Interestingly, creatine kinase (muscle isoform, CK-M) gene expression was elevated in the high FE phenotype (Figure 4C) and concurs with CK-M expression in a transcriptomic study (Bottje et al., 2017a). Although the brain isoform of CK (CK-B) was elevated in the high FE PedM phenotype, CK-M protein was higher in the low FE phenotype (Kong et al., 2016; Bottje et al., 2017b). The reason for this discrepancy is not apparent but gene and protein expression often do not go hand in hand. Nonetheless, increased expression of several proteins suggests that high FE phenotype PedM broiler breast muscle may have enhanced capabilities for mitochondrial oxidative phosphorylation as well as the ability to shuttle creatine and phosphorylated creatine in and out of mitochondria (Bottje et al., 2017b).

Protein Synthesis

When active, the mTORC1 complex functions to promote cell growth by increasing protein synthesis and lipid metabolism, inhibiting autophagy, and also modulates the transcription of several genes (Laplante and Sabatini, 2013). In a cDNA microarray study, mTORC1 expression was higher in the high FE phenotype (Bottje et al., 2014). Two major components of mTORC1 complex are mTOR and regulatory associated protein of mTOR (RAPTOR) (Kim et al., 2002). In the present study, RAPTOR was upregulated (P < 0.05) in the high FE birds (Figure 4D) and the mTOR was moderately upregulated (P < 0.07) in the low FE birds (Figures 4E,F).

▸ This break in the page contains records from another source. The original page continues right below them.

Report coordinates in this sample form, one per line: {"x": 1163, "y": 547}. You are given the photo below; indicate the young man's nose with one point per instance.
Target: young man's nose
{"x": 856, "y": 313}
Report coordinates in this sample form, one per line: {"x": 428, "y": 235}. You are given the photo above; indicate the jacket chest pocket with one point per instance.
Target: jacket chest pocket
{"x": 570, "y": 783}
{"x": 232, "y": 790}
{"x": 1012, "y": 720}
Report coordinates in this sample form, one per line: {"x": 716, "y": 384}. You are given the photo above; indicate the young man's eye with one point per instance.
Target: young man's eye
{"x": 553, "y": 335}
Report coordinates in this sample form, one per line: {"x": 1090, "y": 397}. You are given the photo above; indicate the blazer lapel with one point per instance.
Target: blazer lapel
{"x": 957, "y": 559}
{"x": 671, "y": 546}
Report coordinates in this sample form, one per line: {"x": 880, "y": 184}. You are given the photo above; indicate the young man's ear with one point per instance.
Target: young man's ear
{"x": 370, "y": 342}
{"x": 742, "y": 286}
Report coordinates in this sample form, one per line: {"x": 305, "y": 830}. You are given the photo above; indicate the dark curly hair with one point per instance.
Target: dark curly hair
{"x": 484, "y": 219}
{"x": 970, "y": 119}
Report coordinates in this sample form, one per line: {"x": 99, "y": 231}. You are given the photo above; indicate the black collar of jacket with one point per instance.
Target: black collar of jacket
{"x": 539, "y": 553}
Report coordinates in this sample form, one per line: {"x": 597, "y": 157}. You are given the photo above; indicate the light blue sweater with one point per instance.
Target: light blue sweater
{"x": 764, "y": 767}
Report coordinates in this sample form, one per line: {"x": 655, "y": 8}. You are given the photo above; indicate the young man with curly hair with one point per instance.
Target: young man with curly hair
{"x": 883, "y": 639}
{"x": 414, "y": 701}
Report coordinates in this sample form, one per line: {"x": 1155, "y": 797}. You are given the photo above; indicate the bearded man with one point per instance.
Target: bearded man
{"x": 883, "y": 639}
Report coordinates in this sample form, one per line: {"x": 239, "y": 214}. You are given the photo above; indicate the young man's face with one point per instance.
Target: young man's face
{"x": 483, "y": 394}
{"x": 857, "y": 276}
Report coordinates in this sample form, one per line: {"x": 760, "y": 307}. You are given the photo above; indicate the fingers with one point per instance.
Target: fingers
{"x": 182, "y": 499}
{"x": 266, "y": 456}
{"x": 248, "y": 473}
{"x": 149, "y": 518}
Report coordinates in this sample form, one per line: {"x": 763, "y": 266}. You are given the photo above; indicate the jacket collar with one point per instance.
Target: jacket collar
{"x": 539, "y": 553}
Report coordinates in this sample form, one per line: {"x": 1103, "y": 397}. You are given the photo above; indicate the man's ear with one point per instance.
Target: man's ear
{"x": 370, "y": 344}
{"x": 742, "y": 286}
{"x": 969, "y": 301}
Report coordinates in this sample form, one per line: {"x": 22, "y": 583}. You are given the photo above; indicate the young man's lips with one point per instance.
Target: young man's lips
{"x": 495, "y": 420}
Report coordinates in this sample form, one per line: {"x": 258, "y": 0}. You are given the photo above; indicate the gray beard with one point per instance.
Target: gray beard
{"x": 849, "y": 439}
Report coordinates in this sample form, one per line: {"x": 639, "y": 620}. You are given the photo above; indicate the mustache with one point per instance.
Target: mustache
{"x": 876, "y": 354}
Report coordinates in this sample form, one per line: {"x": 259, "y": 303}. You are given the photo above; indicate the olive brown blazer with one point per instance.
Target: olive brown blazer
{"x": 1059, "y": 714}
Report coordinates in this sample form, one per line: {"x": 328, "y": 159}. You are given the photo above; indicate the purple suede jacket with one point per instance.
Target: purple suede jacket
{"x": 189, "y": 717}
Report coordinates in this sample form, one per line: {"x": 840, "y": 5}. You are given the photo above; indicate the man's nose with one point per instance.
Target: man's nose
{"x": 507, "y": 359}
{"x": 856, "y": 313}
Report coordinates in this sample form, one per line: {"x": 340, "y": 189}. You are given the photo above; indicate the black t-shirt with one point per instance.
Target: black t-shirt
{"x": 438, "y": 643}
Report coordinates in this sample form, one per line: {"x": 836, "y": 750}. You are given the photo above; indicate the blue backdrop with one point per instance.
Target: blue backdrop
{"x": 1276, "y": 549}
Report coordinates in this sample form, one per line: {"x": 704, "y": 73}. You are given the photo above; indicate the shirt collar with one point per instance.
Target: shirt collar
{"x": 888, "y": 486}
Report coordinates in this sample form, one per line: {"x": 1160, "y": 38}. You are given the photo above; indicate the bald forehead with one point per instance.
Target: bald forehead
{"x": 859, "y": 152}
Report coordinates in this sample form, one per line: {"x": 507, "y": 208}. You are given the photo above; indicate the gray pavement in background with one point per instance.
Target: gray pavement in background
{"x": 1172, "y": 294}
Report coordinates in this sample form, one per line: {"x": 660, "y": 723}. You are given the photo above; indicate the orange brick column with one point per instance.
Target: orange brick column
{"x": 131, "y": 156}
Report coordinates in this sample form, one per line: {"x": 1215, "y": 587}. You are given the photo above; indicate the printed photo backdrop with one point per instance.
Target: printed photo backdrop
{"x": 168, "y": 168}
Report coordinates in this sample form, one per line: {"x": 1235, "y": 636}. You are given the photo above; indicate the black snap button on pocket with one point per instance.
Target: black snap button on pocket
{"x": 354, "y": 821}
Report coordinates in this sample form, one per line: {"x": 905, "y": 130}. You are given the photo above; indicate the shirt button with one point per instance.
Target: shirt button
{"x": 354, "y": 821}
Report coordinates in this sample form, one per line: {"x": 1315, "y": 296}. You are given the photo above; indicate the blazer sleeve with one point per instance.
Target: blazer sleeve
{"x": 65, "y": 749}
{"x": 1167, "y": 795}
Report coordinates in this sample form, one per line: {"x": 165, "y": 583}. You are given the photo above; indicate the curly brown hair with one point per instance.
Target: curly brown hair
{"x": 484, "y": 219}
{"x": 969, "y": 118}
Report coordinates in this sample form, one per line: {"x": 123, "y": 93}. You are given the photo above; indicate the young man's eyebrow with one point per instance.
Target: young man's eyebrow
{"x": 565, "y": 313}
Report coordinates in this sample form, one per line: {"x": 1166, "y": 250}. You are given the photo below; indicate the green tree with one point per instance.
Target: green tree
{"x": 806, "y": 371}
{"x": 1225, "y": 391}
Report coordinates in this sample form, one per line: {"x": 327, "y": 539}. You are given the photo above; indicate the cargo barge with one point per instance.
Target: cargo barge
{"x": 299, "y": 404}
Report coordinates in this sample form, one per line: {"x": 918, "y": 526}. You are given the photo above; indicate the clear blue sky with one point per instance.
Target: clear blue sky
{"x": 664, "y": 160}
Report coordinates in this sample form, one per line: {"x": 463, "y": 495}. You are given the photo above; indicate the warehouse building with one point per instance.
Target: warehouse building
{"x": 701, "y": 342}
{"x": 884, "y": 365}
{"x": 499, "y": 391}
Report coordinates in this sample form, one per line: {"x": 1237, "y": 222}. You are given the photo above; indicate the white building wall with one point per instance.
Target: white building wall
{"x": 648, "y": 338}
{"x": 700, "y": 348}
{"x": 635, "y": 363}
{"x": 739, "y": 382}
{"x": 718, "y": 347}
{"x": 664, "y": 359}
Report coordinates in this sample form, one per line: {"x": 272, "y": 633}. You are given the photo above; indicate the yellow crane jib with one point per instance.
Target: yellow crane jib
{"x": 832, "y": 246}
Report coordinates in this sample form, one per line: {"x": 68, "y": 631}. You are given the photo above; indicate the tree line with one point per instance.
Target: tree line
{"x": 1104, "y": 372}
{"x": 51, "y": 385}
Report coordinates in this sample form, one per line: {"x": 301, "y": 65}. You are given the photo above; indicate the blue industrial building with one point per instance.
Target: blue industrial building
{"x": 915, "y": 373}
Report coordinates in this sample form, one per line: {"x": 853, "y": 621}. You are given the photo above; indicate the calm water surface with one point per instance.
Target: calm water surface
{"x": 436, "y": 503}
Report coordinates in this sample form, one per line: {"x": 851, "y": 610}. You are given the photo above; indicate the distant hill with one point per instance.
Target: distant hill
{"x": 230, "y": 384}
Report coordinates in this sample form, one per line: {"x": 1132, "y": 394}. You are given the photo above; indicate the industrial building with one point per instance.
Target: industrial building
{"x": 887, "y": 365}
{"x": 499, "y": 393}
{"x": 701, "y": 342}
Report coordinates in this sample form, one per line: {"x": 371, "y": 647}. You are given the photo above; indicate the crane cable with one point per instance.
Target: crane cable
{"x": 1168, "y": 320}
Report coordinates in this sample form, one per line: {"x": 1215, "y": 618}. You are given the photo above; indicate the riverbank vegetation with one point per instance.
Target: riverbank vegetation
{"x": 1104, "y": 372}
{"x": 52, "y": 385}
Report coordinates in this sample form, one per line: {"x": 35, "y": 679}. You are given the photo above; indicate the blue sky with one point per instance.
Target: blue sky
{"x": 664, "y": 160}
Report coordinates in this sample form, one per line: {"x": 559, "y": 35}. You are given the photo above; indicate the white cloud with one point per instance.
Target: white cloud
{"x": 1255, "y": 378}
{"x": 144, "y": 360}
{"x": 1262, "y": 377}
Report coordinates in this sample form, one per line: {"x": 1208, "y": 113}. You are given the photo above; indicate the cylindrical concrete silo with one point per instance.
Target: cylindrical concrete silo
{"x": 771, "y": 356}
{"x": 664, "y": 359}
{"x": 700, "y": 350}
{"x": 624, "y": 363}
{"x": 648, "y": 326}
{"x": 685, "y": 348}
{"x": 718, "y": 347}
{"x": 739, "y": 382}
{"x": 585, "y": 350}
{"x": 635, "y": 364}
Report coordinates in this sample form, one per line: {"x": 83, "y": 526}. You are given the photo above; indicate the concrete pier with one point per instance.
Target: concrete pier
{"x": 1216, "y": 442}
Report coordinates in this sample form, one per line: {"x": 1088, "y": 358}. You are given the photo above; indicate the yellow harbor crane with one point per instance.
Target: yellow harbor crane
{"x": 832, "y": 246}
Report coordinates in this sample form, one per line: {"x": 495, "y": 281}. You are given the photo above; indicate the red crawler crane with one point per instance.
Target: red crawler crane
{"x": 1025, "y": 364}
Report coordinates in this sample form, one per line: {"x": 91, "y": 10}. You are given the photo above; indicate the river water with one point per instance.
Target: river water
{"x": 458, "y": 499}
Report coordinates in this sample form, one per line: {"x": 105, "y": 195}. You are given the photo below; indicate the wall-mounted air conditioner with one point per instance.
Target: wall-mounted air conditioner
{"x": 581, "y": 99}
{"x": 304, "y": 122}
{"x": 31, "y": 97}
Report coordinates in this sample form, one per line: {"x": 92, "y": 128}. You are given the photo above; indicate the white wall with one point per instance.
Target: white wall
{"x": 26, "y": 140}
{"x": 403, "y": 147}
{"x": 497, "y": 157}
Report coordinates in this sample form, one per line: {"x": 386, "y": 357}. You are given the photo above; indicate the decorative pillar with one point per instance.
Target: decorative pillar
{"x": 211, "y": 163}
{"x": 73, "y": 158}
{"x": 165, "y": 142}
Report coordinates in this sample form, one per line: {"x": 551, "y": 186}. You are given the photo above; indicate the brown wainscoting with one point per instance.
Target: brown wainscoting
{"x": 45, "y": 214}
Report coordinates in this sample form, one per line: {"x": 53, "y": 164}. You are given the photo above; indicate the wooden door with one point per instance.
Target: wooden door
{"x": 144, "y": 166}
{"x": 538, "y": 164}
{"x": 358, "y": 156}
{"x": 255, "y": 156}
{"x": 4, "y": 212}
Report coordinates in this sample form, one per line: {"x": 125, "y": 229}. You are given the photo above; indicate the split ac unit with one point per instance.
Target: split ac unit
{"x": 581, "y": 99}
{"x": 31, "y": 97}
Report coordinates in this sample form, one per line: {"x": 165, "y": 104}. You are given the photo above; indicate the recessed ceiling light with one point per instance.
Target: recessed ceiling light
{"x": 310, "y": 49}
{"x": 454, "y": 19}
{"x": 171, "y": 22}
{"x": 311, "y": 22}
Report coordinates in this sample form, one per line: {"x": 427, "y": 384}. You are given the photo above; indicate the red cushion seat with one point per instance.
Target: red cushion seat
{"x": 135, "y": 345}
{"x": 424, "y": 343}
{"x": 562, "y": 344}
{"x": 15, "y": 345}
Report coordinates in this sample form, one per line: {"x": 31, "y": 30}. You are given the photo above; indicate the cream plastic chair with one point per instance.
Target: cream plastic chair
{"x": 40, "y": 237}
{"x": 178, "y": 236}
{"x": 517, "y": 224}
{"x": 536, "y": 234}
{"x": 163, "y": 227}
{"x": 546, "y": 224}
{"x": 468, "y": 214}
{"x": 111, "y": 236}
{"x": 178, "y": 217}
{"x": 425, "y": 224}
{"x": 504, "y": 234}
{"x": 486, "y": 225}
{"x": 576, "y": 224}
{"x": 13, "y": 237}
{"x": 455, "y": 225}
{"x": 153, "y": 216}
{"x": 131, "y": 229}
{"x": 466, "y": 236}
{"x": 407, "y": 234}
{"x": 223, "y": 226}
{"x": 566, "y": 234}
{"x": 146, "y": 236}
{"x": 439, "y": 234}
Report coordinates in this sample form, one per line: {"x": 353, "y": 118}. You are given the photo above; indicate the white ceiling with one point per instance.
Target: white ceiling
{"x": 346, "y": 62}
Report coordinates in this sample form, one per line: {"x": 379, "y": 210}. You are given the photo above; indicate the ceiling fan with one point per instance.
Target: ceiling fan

The increase in RAPTOR gene expression could have a positive effect on protein synthesis (Kim et al., 2002). In humans, mTOR expression is dysregulated during disease states such as cancer, diabetes, and heart disease (Dowling et al., 2010) that all have a commonality of increased mitochondrial ROS production. Thus, elevated mitochondrial ROS reported in low FE PedM broilers (Bottje and Carstens, 2009) might explain the upregulation of mTOR and p70S6k seen in the low FE phenotype. This observation may also hold true for PRKAR1A and GLUT-8, two other members of the insulin signaling pathway that were upregulated in the low FE phenotype (see below). The moderate decrease in mTOR expression in this study contrasts with a significant elevation in mTOR expression observed in high FE PedM broilers (Piekarski-Welsher et al., 2018). We do not have an explanation for this discrepancy between these studies at this time. As indicated previously, we did not assess protein expression in the present study and so do not know if there were differences between FE phentoypes in the phosphorylated (active) form of mTOR in the present study.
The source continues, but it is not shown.